MATALIN: Congresspeople, congresswoman, congressman... HASTINGS: Ileana, count them like they count them in Texas, that's all.

Excuse me, Mary, go ahead.

MATALIN: You guys, thank you so much both for joining us. And the good news is that more people all across America have a better understanding of what you do. You've both been fabulous advocates for your sides. Thank you for joining us on this joyous occasion.

HASTINGS: Happy Thanksgiving.

ROS-LEHTINEN: OK, thank you. You're the turkey.

MATALIN: Happy Thanksgiving to you. Go back to your desserts. That's -- well, this is it. We are the turkey and we'll be back for more gobbling after this quick commercial break. Stay with us.


MATALIN: Jake, because you're such a good guy...


MATALIN: ... despite your liberal leanings, and it is Thanksgiving, I'm not going to crossfire you. I want to say a couple of good things about this: A, we're sending in lawyers not tanks. That's pretty good with wars around the world.

TAPPER: Always good.

MATALIN: B, Skip in the makeup room said he's just gotten done visiting a bunch of college kids and they're following this. They get it. That's good if this is the only way to get them.

TAPPER: Great civics lesson.

MATALIN: And little kids, big kids, everybody gets it, they get their vote counted too. That's a wonderful thing. Three, I've stopped fighting with my husband. Happy anniversary. Thanks for cooking, thanks for babysitting. Happy anniversary. It's our anniversary so I'm not going to even crossfire you tonight.

TAPPER: Happy anniversary. That's wonderful.

MATALIN: So three good things in one day. And we only have to wait two more days for Gore to lose.

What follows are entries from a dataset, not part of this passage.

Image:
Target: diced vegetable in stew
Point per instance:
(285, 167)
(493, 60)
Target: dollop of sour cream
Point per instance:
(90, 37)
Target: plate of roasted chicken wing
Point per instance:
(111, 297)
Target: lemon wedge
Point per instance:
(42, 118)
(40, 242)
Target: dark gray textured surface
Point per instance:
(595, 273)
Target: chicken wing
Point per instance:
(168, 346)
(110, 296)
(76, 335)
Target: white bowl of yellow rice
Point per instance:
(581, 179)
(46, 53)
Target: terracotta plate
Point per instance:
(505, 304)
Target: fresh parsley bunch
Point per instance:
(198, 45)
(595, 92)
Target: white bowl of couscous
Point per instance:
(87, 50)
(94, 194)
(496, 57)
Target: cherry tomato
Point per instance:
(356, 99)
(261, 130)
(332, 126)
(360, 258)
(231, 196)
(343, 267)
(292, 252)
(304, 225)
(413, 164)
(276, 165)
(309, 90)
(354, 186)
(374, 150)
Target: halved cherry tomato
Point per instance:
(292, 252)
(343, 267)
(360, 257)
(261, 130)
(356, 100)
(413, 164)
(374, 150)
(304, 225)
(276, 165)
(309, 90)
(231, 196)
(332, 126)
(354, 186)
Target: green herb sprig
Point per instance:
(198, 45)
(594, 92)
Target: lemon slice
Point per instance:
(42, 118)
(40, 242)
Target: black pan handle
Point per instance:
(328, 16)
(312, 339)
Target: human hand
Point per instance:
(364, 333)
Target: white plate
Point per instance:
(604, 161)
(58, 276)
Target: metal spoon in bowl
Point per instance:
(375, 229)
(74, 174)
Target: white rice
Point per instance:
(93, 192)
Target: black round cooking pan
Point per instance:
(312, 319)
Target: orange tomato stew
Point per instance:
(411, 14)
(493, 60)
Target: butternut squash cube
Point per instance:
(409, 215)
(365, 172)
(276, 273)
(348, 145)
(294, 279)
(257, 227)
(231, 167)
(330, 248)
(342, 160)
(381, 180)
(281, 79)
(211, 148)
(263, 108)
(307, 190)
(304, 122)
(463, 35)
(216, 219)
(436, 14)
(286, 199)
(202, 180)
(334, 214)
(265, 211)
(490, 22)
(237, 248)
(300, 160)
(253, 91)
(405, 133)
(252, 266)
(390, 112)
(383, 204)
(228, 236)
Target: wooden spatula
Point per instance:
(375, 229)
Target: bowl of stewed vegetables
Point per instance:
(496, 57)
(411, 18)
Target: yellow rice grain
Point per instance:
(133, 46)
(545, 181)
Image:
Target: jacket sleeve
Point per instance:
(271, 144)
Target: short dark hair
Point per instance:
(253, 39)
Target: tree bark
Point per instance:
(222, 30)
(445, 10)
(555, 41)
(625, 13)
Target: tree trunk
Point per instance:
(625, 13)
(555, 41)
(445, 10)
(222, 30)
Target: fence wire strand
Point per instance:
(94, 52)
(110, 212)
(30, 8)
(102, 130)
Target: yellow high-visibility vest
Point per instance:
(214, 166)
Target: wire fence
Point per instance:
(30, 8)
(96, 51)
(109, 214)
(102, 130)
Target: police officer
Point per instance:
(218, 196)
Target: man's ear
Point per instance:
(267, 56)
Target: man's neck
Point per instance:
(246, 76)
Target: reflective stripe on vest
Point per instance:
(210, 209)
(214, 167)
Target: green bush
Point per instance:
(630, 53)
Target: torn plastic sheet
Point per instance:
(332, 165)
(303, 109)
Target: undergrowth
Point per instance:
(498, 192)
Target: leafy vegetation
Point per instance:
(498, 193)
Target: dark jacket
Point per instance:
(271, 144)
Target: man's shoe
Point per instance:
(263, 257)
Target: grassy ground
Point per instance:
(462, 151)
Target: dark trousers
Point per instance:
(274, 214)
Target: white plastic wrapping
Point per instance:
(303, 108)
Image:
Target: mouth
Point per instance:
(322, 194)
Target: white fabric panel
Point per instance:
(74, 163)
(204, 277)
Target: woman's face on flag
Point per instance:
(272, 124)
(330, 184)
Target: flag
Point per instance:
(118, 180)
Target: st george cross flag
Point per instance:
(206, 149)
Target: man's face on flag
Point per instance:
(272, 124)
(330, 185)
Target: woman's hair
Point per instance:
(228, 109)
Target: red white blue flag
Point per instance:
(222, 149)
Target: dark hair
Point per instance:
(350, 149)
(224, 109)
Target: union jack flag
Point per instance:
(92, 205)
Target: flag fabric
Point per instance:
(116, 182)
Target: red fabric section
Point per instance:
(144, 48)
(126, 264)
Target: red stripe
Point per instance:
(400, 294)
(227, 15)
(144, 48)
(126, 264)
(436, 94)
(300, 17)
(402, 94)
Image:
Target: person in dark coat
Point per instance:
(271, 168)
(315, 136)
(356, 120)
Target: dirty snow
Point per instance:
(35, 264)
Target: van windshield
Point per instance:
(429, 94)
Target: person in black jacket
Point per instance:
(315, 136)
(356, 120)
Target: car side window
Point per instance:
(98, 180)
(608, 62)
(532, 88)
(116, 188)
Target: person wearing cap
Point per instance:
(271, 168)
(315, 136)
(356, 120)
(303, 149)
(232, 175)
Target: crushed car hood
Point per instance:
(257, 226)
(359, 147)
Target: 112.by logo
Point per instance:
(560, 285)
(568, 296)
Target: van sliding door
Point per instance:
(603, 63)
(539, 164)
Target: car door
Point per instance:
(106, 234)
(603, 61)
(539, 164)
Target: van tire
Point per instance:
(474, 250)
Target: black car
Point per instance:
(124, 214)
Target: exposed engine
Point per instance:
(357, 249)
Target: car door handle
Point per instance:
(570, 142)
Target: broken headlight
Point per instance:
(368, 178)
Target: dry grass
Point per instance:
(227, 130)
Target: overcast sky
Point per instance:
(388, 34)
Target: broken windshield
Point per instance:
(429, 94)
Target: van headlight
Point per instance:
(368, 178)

TAPPER: Can I just say one thing that I thought was interesting? is that the American people clearly gave a mandate of nothing, of bipartisan cooperation. The presidential election was essentially a tie. The Senate is split 50-50, the House has a very thin margin. And yet as great as the congresspeople were, they're still a Democrat and a Republican. And other than the fact that they kept saying that they're very good friends, there seemed to be very little middle ground between them.

MATALIN: Their are more advocates for market-based solutions that Bush advocated in Congress on both sides of the aisle -- and you know it -- than there are for what Gore advocated. What did he advocate? What was his mandate?

TAPPER: He's for the people.

MATALIN: Happy Thanksgiving.

TAPPER: Sighting in on the left, I'm Jake Tapper. Good night for CROSSFIRE.

MATALIN: And sitting -- no, I'm not sitting in, I belong here. On the right, I'm Mary Matalin. Join us tomorrow night for another live CROSSFIRE. Don't forget to tune into that beautiful turkey of ours, Bill Press, 11:00 on "The Spin Room." See you tomorrow night.